Zo zijn de rentekosten die de Staat heeft moeten
betalen als gevolg van een negatieve kasstroom
hierin niet verwerkt (hetzelfde geldt overigens
voor de rente-opbrengsten bij een positieve
kasstroom). Deze kosten zijn echter aanzienlijk.
Dit wordt met name veroorzaakt door de hoge
schade-uitkeringen in de jaren '80 toen ook de
rente zich op een relatief hoog niveau bevond.
Er bestaan geen internationale afspraken over de
rentevoet die moeten worden gehanteerd. Ter
indicatie kan wel worden opgemerkt dat indien
wordt uitgegaan van de rente op 10-jarige
staatsleningen er over de periode sinds 1982 per
saldo een negatief bedrag zou resulteren.

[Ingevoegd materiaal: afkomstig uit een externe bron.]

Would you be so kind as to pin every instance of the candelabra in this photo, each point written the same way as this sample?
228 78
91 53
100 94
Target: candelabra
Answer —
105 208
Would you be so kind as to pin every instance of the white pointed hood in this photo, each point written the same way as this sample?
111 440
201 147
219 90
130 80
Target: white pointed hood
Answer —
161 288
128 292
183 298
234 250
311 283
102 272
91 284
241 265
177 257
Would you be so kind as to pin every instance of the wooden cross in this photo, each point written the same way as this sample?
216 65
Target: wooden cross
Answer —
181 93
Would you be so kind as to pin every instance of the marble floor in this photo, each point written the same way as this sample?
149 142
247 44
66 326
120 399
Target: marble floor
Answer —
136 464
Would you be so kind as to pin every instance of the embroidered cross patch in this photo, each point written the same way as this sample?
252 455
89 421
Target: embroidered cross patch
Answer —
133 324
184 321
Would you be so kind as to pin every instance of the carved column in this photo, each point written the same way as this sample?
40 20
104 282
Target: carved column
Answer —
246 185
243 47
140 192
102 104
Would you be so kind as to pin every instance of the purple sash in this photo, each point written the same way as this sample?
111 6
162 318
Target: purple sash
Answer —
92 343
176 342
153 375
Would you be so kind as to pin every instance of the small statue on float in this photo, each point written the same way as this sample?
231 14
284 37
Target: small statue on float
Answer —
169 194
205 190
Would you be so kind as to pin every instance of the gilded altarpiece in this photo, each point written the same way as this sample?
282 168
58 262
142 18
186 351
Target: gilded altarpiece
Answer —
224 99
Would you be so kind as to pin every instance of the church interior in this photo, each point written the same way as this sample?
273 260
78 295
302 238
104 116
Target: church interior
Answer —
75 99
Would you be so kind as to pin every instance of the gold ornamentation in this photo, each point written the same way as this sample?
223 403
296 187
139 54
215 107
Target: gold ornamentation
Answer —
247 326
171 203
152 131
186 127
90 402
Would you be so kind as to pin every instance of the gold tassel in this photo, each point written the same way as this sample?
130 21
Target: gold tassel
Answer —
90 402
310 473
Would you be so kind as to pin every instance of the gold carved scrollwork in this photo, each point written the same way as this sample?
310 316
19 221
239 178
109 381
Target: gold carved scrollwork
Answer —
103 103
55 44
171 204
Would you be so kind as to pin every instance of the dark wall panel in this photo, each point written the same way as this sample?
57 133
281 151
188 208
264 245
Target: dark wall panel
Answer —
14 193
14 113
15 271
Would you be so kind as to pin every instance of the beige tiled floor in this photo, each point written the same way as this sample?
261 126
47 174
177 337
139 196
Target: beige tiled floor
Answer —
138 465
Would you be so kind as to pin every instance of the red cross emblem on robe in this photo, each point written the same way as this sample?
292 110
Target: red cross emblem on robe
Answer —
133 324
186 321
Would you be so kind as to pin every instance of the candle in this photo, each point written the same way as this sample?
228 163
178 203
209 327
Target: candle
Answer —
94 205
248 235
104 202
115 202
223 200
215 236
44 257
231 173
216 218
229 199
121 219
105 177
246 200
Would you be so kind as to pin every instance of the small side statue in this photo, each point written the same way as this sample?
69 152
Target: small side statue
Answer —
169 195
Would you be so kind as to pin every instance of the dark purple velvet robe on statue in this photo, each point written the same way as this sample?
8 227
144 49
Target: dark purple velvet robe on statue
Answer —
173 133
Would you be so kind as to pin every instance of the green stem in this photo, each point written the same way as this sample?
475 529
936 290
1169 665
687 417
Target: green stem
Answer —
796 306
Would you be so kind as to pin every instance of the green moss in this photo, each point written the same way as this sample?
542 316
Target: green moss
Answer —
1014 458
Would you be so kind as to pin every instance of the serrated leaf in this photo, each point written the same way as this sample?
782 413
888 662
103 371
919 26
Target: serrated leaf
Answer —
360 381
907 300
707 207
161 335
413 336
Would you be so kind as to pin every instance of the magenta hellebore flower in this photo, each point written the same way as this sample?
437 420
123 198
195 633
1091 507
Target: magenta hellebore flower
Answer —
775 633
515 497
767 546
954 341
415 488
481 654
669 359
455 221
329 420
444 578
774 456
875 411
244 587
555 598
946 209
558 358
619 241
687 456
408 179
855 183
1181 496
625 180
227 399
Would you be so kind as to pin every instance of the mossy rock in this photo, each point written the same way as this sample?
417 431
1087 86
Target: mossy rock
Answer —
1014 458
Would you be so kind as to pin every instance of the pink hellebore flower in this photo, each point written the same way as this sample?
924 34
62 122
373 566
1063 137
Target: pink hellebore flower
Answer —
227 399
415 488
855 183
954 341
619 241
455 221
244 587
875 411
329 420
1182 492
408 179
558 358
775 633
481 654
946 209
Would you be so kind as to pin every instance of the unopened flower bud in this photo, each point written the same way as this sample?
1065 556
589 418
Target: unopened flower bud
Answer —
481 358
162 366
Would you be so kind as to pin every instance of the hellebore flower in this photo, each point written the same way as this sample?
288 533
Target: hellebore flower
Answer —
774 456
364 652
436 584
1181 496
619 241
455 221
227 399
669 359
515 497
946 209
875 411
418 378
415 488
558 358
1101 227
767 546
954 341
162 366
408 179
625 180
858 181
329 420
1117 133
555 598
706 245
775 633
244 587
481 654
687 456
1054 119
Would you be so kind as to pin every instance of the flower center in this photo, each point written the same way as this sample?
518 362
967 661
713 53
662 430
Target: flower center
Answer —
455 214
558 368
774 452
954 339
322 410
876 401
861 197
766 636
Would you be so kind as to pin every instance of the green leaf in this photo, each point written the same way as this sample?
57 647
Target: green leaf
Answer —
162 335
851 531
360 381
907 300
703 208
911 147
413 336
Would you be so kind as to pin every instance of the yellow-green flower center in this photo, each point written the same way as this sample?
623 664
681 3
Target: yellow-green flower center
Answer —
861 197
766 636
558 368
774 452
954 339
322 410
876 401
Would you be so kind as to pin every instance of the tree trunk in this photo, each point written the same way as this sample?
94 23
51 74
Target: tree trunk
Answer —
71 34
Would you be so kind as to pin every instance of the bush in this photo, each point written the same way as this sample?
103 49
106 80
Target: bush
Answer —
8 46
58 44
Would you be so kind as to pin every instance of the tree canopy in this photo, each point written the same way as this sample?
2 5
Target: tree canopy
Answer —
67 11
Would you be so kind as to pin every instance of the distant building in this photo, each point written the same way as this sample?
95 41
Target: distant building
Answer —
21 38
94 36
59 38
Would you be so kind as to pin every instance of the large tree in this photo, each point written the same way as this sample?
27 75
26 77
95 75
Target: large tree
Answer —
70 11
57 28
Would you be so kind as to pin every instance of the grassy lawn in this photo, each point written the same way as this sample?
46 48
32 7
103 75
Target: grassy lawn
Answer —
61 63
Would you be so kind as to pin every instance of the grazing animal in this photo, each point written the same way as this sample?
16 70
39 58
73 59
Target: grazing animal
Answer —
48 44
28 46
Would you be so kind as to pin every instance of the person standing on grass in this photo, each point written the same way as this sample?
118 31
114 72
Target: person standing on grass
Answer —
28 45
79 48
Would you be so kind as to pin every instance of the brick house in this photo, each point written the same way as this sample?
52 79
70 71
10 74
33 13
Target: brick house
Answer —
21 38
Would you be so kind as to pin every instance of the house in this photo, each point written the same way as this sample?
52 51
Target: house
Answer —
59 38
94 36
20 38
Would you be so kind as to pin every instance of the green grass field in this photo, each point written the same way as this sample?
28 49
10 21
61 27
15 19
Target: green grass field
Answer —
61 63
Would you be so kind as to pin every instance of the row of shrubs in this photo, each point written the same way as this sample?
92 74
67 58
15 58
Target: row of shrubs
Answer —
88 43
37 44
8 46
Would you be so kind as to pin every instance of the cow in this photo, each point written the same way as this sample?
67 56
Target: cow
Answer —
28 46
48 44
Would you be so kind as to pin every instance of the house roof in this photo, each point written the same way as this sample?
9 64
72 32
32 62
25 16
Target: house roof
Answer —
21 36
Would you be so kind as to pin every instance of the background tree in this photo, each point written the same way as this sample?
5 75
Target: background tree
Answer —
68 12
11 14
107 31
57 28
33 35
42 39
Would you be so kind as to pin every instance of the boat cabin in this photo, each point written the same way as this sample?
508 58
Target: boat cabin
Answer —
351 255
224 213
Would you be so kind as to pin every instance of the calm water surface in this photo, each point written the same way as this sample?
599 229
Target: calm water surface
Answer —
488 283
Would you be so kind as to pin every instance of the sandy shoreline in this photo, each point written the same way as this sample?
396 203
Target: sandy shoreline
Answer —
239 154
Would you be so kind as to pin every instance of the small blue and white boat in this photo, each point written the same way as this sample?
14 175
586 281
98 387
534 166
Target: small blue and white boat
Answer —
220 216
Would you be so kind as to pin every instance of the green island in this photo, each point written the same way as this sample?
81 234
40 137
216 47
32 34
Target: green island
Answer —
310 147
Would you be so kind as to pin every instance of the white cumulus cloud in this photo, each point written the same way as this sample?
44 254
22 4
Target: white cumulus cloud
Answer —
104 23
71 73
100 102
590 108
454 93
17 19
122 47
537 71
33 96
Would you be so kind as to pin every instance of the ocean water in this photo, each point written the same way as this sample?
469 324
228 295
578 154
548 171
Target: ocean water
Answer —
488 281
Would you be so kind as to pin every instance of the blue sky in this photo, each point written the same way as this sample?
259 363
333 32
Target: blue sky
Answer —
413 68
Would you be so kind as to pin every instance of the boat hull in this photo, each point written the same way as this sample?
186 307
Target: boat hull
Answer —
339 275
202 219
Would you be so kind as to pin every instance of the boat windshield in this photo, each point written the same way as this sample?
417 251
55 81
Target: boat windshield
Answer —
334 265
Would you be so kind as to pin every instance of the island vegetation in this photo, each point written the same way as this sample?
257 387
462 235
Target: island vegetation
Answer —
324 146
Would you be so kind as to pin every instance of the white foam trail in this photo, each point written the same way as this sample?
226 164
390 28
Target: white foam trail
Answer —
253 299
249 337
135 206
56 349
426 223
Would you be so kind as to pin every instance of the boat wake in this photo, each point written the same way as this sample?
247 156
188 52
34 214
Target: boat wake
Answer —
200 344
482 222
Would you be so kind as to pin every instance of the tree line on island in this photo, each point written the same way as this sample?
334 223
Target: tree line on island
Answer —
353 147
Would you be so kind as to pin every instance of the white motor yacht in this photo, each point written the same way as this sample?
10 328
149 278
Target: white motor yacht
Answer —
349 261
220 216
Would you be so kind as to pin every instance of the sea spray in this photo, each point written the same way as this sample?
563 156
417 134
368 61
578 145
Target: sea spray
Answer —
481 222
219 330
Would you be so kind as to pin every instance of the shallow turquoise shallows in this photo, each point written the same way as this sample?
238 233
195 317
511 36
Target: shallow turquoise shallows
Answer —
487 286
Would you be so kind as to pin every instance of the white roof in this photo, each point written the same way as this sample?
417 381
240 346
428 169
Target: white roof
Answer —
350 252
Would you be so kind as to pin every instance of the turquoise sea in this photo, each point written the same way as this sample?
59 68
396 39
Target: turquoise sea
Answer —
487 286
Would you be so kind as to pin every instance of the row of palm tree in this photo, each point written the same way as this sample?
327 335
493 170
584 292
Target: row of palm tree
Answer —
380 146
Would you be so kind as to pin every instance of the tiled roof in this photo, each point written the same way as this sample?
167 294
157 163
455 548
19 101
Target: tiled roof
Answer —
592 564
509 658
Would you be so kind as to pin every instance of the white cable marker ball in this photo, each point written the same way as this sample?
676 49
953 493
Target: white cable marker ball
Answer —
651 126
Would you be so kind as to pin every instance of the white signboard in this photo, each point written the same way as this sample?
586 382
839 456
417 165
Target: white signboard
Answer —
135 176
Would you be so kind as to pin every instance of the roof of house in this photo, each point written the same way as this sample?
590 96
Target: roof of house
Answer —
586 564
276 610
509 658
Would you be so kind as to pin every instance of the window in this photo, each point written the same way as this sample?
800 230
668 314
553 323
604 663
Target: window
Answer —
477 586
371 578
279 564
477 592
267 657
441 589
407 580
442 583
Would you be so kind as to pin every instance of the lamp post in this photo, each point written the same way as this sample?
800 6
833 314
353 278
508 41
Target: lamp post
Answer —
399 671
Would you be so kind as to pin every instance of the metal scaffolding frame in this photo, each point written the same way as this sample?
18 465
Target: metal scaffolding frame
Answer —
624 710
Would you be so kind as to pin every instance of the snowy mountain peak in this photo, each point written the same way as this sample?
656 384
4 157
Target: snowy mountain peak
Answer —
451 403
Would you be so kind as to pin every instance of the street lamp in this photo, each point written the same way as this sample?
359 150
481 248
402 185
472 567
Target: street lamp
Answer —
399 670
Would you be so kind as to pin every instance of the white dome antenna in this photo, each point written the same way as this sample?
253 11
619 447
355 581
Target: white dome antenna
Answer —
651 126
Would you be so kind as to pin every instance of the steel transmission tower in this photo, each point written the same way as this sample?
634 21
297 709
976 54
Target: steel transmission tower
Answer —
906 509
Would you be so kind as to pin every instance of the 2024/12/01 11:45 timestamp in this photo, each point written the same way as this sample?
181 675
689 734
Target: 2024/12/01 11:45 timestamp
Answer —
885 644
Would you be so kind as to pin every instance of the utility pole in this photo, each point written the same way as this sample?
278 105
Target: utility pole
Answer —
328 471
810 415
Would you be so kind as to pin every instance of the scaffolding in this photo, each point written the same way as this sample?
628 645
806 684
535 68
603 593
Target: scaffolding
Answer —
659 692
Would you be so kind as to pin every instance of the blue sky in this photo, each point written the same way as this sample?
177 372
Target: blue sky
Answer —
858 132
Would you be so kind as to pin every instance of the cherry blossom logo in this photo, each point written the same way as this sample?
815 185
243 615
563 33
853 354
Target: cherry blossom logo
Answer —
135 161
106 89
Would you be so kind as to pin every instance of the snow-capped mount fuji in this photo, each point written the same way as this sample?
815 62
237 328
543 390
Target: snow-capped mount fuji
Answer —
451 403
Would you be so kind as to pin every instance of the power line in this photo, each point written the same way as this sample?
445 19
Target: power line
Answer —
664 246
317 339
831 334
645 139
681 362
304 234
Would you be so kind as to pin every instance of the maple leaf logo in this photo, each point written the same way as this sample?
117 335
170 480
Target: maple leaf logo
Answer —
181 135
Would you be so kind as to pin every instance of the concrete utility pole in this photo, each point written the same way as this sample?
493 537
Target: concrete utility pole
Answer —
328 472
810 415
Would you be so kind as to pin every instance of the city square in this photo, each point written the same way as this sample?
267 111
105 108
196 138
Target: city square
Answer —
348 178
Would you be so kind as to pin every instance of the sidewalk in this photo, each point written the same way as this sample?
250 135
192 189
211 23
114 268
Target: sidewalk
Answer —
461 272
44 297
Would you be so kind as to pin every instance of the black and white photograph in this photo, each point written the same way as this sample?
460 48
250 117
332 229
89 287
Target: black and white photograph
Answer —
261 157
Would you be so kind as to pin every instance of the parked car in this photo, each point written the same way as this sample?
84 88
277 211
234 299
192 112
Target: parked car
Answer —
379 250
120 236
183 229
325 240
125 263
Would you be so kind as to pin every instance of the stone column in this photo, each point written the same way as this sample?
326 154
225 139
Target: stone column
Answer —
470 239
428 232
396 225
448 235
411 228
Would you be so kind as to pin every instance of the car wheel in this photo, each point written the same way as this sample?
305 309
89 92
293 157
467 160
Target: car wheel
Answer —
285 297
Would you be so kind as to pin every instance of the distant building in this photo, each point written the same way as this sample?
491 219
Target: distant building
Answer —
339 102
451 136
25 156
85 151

Daarnaast wordt in een historisch overzicht van
de cumulatieve kasstromen geen rekening gehouden
met de huidige samenstelling van de portefeuille
en eventuele vermogensopbouw. Zo bezit de Staat
voor een bedrag van ca. ¤ 3 miljard aan
vorderingen in het kader van in de Club van
Parijs overeengekomen schuldenregelingen (stand
ultimo september exclusief de vorderingen op
Nigeria). Een deel van de kosten die zijn
gemaakt in het verleden zal door terugbetalingen
op deze vorderingen gecompenseerd worden. De
mate waarin vorderingen daadwerkelijk worden
terugbetaald is onder andere afhankelijk van
economische factoren.
Figuur 1: kasresultaten van de EKV-faciliteit
gemeten over de periode 1932 -
2004 (x ¤ 1.000.000)
* voorlopige stand 2005 op basis van tweede
suppletore begroting
Een belangrijke factor in het meten van de
kostendekkendheid is de periode waarover gemeten
wordt. Over de periode 1932 - 1982 heeft de
faciliteit altijd kleine positieve resultaten
gekend. Sindsdien is sprake van sterk wisselende
resultaten. Indien de kostendekkendheid over een
te korte periode wordt vastgesteld, leidt dit
bijvoorbeeld in de jaren '80 en ook begin jaren
'90 door de toenmalige grote schades tot sterke
negatieve resultaten. De recente positieve
resultaten van de EKV-faciliteit op de begroting
zijn juist veroorzaakt door recuperaties van
schades geleden in de periode 1980 -1995.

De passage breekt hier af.